Sometimes people need a little push to access business opportunities in Cleveland - and one umbrella consulting venture is providing that motivation for area African-American professional groups.
The Consortium of African-American Organizations (CAAO
) serves as a referral source for entrepreneurial, professional and leadership development across eight member groups communicating with over 30,000 Cleveland black professionals.
Benefits include job referrals and business leads, says executive director William Holdipp. With entrepreneurial development a primary focus, CAAO (pronounced K-O) works with diversity programs at Cleveland State University
, Case Western Reserve University
and the Cleveland Clinic
to foster relationships between high-level officials and business owners. Forging those strong links teaches entrepreneurs how to organize future business meetings with Cleveland's executive class.
"We educate our members to the point where they no longer need us in the middle," Holdipp says. "We want business owners to make such good connections that they're comfortable meeting top executives in the future."

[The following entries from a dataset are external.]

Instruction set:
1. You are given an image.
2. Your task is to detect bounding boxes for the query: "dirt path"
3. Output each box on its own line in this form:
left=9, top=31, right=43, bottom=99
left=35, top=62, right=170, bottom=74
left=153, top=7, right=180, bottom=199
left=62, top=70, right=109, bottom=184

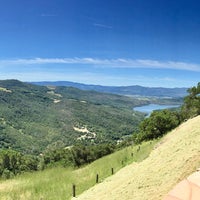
left=73, top=116, right=200, bottom=200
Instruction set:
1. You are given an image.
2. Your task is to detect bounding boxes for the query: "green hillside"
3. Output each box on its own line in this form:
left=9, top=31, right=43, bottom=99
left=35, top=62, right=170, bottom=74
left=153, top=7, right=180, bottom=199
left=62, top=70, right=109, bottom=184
left=0, top=80, right=149, bottom=154
left=75, top=116, right=200, bottom=200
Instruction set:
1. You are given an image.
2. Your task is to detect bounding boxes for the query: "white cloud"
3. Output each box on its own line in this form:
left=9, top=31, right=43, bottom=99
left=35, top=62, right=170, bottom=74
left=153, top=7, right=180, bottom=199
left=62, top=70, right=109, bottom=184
left=0, top=57, right=200, bottom=72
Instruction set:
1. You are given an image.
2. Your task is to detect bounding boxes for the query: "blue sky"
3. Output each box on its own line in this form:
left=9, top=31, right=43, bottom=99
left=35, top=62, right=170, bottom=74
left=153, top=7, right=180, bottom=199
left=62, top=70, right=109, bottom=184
left=0, top=0, right=200, bottom=87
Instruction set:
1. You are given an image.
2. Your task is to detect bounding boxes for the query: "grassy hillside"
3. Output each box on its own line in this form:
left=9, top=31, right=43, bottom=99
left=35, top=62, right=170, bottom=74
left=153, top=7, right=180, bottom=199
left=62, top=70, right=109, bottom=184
left=0, top=80, right=149, bottom=154
left=0, top=141, right=156, bottom=200
left=77, top=116, right=200, bottom=200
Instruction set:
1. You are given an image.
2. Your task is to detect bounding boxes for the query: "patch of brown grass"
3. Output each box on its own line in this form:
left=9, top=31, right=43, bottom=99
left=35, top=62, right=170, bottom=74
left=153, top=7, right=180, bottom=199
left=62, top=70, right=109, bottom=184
left=76, top=116, right=200, bottom=200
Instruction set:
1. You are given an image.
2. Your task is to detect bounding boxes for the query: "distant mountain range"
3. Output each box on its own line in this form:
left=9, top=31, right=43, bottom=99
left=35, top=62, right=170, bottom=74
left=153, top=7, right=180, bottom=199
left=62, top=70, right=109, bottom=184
left=32, top=81, right=188, bottom=98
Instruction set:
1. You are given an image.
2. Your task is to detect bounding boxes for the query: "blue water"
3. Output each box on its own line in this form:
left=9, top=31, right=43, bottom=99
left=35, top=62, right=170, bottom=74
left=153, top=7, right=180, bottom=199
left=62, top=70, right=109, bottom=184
left=133, top=104, right=180, bottom=115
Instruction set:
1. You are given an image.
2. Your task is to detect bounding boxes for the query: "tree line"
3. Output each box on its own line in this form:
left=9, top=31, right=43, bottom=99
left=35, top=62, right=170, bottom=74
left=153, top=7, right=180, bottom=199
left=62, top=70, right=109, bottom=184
left=133, top=82, right=200, bottom=143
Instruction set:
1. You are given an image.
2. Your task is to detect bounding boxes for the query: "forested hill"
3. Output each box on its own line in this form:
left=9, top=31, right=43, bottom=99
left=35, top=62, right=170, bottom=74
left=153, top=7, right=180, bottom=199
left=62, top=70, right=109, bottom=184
left=33, top=81, right=188, bottom=98
left=0, top=80, right=152, bottom=154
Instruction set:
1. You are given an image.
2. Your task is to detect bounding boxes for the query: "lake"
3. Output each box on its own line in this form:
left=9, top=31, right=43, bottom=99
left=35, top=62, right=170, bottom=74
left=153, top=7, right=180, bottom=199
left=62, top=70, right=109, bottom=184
left=133, top=104, right=180, bottom=116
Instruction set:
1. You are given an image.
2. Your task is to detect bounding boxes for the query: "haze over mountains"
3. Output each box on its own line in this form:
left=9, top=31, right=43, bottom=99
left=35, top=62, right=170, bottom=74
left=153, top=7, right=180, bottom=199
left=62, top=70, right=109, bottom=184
left=32, top=81, right=188, bottom=98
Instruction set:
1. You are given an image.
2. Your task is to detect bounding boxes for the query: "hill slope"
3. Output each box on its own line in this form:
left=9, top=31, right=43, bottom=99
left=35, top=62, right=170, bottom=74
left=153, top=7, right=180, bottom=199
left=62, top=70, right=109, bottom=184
left=0, top=80, right=148, bottom=154
left=76, top=116, right=200, bottom=200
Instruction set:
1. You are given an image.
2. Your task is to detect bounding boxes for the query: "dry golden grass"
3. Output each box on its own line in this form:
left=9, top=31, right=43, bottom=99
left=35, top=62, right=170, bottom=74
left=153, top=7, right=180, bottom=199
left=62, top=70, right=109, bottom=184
left=76, top=116, right=200, bottom=200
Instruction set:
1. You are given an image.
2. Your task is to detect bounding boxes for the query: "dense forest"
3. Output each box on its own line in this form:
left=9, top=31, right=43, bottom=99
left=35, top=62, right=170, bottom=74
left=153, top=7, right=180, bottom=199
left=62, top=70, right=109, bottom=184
left=0, top=80, right=200, bottom=178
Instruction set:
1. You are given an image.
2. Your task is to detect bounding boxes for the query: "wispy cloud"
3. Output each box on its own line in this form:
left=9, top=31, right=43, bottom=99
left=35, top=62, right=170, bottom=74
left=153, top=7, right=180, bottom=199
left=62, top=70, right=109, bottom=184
left=0, top=57, right=200, bottom=72
left=93, top=23, right=112, bottom=29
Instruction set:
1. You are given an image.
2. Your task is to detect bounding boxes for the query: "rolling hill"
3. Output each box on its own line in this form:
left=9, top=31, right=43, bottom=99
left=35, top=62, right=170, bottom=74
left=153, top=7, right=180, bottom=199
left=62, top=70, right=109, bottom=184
left=0, top=80, right=150, bottom=154
left=75, top=116, right=200, bottom=200
left=33, top=81, right=188, bottom=98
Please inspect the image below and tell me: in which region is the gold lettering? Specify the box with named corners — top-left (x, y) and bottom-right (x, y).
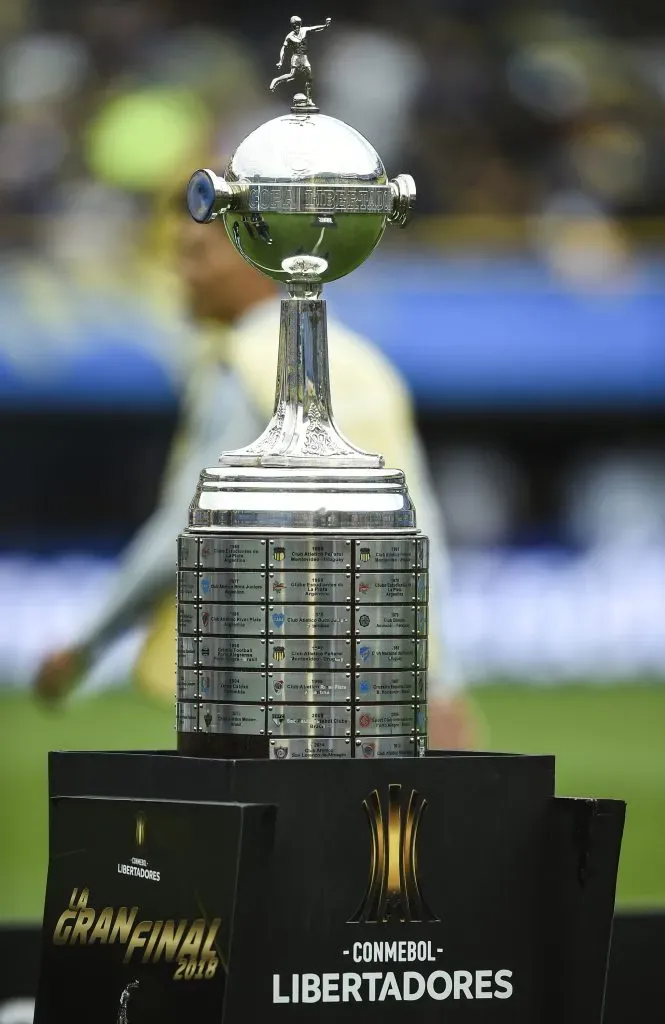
top-left (201, 918), bottom-right (221, 959)
top-left (153, 921), bottom-right (188, 964)
top-left (123, 921), bottom-right (153, 964)
top-left (70, 907), bottom-right (95, 946)
top-left (142, 921), bottom-right (164, 964)
top-left (179, 918), bottom-right (206, 959)
top-left (53, 910), bottom-right (76, 946)
top-left (109, 906), bottom-right (138, 943)
top-left (70, 889), bottom-right (90, 910)
top-left (88, 906), bottom-right (113, 945)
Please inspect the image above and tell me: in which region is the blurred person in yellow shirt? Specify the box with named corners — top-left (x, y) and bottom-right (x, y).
top-left (34, 182), bottom-right (475, 749)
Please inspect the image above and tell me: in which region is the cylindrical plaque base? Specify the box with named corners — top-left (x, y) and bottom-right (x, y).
top-left (177, 529), bottom-right (428, 760)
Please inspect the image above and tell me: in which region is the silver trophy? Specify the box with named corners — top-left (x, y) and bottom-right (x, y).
top-left (177, 17), bottom-right (428, 759)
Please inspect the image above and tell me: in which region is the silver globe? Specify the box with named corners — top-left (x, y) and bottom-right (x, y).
top-left (188, 93), bottom-right (415, 285)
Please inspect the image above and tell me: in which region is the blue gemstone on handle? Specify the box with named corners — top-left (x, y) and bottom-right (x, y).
top-left (188, 171), bottom-right (215, 224)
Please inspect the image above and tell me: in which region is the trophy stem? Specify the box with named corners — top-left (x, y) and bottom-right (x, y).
top-left (219, 289), bottom-right (383, 469)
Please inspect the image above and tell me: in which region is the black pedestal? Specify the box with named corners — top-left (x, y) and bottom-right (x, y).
top-left (35, 752), bottom-right (625, 1024)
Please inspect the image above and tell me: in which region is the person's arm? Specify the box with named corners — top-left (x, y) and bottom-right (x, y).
top-left (304, 17), bottom-right (332, 35)
top-left (35, 369), bottom-right (258, 697)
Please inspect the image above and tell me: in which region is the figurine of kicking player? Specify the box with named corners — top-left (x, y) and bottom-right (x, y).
top-left (271, 15), bottom-right (332, 103)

About 20 to 30 local high-ranking officials also volunteer with CAAO. An executive from General Electric recently flew a pair of newbie entrepreneurs by private jet to two company sites, showing them the intricacies of a smoothly running enterprise.

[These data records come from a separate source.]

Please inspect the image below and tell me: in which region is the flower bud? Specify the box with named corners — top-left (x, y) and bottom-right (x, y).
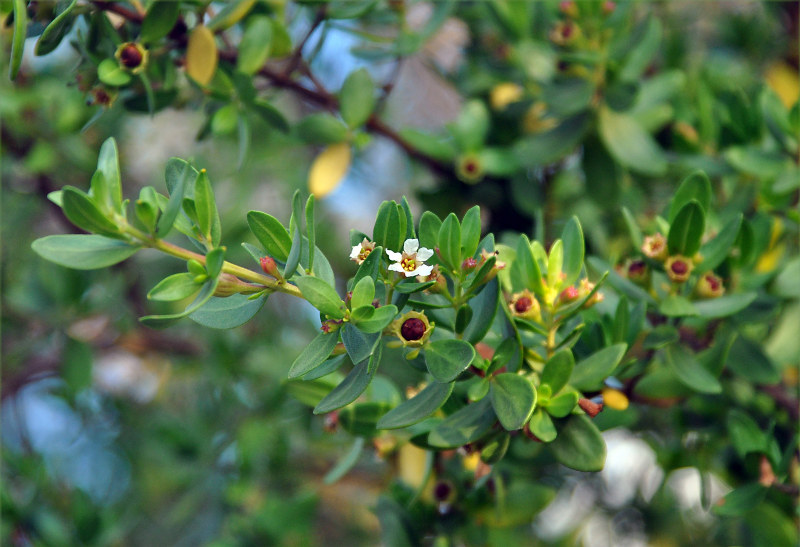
top-left (391, 311), bottom-right (434, 348)
top-left (664, 255), bottom-right (694, 283)
top-left (114, 42), bottom-right (149, 74)
top-left (642, 233), bottom-right (667, 260)
top-left (694, 273), bottom-right (725, 298)
top-left (508, 289), bottom-right (542, 322)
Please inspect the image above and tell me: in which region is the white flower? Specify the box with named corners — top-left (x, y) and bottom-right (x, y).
top-left (386, 239), bottom-right (433, 277)
top-left (350, 237), bottom-right (375, 264)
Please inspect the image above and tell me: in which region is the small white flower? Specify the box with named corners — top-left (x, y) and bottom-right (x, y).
top-left (350, 237), bottom-right (375, 264)
top-left (386, 239), bottom-right (433, 277)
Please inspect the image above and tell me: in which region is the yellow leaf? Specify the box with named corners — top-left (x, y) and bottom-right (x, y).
top-left (186, 25), bottom-right (219, 85)
top-left (308, 142), bottom-right (350, 198)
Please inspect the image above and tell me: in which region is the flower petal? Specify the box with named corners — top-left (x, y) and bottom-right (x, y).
top-left (403, 239), bottom-right (419, 254)
top-left (417, 247), bottom-right (433, 262)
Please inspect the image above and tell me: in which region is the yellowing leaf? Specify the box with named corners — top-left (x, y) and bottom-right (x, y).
top-left (186, 26), bottom-right (219, 85)
top-left (308, 142), bottom-right (351, 198)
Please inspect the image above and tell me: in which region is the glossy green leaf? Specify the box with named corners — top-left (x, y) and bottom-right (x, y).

"We want to take local businesses to the next level, and that includes access to these types of opportunities," says Holdipp.

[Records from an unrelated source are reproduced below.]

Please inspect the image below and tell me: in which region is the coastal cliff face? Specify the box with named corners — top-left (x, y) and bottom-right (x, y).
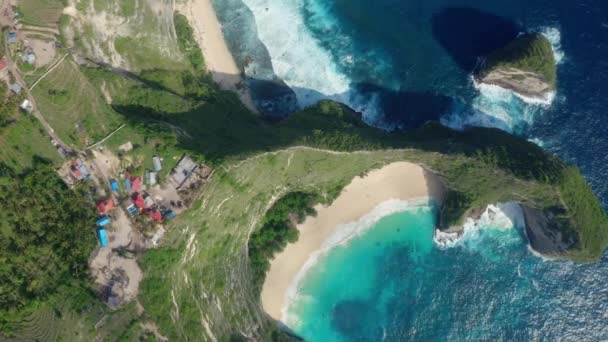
top-left (475, 33), bottom-right (556, 100)
top-left (521, 205), bottom-right (576, 256)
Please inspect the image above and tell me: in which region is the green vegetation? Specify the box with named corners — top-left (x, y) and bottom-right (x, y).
top-left (248, 192), bottom-right (319, 291)
top-left (482, 33), bottom-right (557, 88)
top-left (0, 161), bottom-right (96, 330)
top-left (7, 9), bottom-right (608, 340)
top-left (559, 166), bottom-right (608, 261)
top-left (19, 0), bottom-right (68, 27)
top-left (173, 12), bottom-right (205, 70)
top-left (33, 59), bottom-right (123, 148)
top-left (0, 75), bottom-right (59, 172)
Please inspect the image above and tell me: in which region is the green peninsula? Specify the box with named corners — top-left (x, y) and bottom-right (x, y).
top-left (0, 2), bottom-right (608, 341)
top-left (476, 33), bottom-right (557, 99)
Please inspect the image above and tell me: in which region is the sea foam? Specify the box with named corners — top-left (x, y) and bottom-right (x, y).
top-left (238, 0), bottom-right (390, 126)
top-left (433, 202), bottom-right (526, 248)
top-left (281, 197), bottom-right (432, 327)
top-left (441, 27), bottom-right (565, 134)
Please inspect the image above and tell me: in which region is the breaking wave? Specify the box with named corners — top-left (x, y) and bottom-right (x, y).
top-left (433, 202), bottom-right (525, 249)
top-left (441, 27), bottom-right (565, 134)
top-left (238, 0), bottom-right (380, 124)
top-left (281, 198), bottom-right (433, 327)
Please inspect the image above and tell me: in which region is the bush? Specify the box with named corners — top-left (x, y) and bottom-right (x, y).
top-left (249, 192), bottom-right (319, 292)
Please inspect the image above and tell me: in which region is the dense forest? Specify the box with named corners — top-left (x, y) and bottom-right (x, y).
top-left (0, 161), bottom-right (96, 331)
top-left (482, 33), bottom-right (557, 88)
top-left (249, 192), bottom-right (319, 292)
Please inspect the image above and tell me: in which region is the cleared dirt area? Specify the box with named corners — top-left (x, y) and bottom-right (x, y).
top-left (28, 39), bottom-right (57, 68)
top-left (93, 149), bottom-right (120, 182)
top-left (89, 209), bottom-right (144, 307)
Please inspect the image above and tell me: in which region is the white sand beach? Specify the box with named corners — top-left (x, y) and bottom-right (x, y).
top-left (175, 0), bottom-right (257, 112)
top-left (262, 162), bottom-right (444, 320)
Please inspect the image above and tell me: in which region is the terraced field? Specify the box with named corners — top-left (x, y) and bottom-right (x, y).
top-left (19, 0), bottom-right (65, 27)
top-left (33, 58), bottom-right (123, 148)
top-left (0, 109), bottom-right (61, 171)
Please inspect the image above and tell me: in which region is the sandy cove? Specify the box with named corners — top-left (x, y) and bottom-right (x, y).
top-left (175, 0), bottom-right (257, 112)
top-left (261, 162), bottom-right (444, 320)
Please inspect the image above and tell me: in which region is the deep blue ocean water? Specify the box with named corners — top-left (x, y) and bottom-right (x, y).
top-left (214, 0), bottom-right (608, 340)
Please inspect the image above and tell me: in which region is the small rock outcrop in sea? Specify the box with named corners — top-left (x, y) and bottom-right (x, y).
top-left (475, 33), bottom-right (557, 101)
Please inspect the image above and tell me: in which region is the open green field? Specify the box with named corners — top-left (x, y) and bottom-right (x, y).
top-left (19, 0), bottom-right (66, 27)
top-left (33, 58), bottom-right (123, 148)
top-left (0, 113), bottom-right (61, 171)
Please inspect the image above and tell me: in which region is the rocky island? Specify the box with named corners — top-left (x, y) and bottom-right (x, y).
top-left (475, 33), bottom-right (557, 102)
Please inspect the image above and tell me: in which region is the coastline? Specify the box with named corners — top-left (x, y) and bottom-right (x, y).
top-left (175, 0), bottom-right (258, 113)
top-left (470, 74), bottom-right (556, 106)
top-left (261, 162), bottom-right (445, 323)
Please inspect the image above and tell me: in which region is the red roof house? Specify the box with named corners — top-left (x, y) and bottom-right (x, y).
top-left (150, 209), bottom-right (163, 222)
top-left (97, 198), bottom-right (114, 215)
top-left (131, 176), bottom-right (141, 191)
top-left (131, 193), bottom-right (145, 209)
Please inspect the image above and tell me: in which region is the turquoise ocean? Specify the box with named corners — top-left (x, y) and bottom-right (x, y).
top-left (213, 0), bottom-right (608, 341)
top-left (287, 205), bottom-right (608, 341)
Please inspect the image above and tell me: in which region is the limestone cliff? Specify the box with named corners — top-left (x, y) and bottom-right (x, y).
top-left (475, 33), bottom-right (556, 100)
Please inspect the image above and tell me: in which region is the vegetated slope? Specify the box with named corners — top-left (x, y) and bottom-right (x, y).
top-left (61, 0), bottom-right (184, 71)
top-left (477, 33), bottom-right (557, 97)
top-left (33, 58), bottom-right (124, 149)
top-left (0, 161), bottom-right (96, 332)
top-left (10, 7), bottom-right (608, 340)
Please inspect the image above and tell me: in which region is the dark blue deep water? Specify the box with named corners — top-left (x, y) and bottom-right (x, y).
top-left (214, 0), bottom-right (608, 341)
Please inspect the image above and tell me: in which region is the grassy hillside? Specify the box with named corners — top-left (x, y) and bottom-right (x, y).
top-left (33, 59), bottom-right (124, 149)
top-left (0, 9), bottom-right (608, 341)
top-left (482, 33), bottom-right (557, 88)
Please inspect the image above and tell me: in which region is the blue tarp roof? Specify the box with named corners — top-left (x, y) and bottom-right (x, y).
top-left (110, 179), bottom-right (120, 191)
top-left (163, 210), bottom-right (175, 219)
top-left (78, 164), bottom-right (91, 178)
top-left (96, 216), bottom-right (112, 227)
top-left (97, 229), bottom-right (108, 247)
top-left (127, 204), bottom-right (139, 216)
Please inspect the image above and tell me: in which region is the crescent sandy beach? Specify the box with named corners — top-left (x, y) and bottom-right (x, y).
top-left (175, 0), bottom-right (257, 112)
top-left (262, 162), bottom-right (444, 320)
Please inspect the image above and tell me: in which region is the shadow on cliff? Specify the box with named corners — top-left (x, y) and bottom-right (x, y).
top-left (108, 70), bottom-right (559, 183)
top-left (431, 7), bottom-right (520, 72)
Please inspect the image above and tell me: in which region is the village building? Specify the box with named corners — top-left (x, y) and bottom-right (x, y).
top-left (95, 215), bottom-right (112, 227)
top-left (144, 195), bottom-right (156, 208)
top-left (57, 146), bottom-right (68, 159)
top-left (70, 158), bottom-right (91, 180)
top-left (152, 156), bottom-right (163, 172)
top-left (11, 83), bottom-right (21, 95)
top-left (125, 178), bottom-right (131, 192)
top-left (97, 228), bottom-right (108, 247)
top-left (131, 176), bottom-right (141, 191)
top-left (131, 192), bottom-right (146, 210)
top-left (110, 179), bottom-right (120, 192)
top-left (23, 52), bottom-right (36, 65)
top-left (8, 32), bottom-right (17, 44)
top-left (171, 156), bottom-right (198, 189)
top-left (97, 198), bottom-right (114, 215)
top-left (0, 57), bottom-right (8, 77)
top-left (127, 204), bottom-right (139, 216)
top-left (150, 209), bottom-right (163, 222)
top-left (145, 170), bottom-right (156, 185)
top-left (19, 99), bottom-right (34, 113)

Individuals who donate to CAAO, meanwhile, receive coaching and other perks aimed at new entrepreneurs and folks changing careers. In addition, the consortium connects with young people between the ages of 10 to 19 by teaching them the critical thinking skills needed to make the transition from high school to college.
CAAO's range of activities is designed to narrow an information gap exacerbated by established networks that may not be welcoming to new members, Holdipp says. Under the consortium's umbrella are local chapters of national associations as well as community development corporations. All share a mission to build the African-American community, a goal that for CAAO has evolved over the years to welcome Hispanic and Caucasian members.
Unification is needed now more than ever, considering the economic uncertainties of the forthcoming Trump administration, Holdipp says.
"Cleveland is challenged by segregation; it's a struggle we have to figure out," he says. "It doesn't just mean working with the African-American community, but working with all communities to make things happen."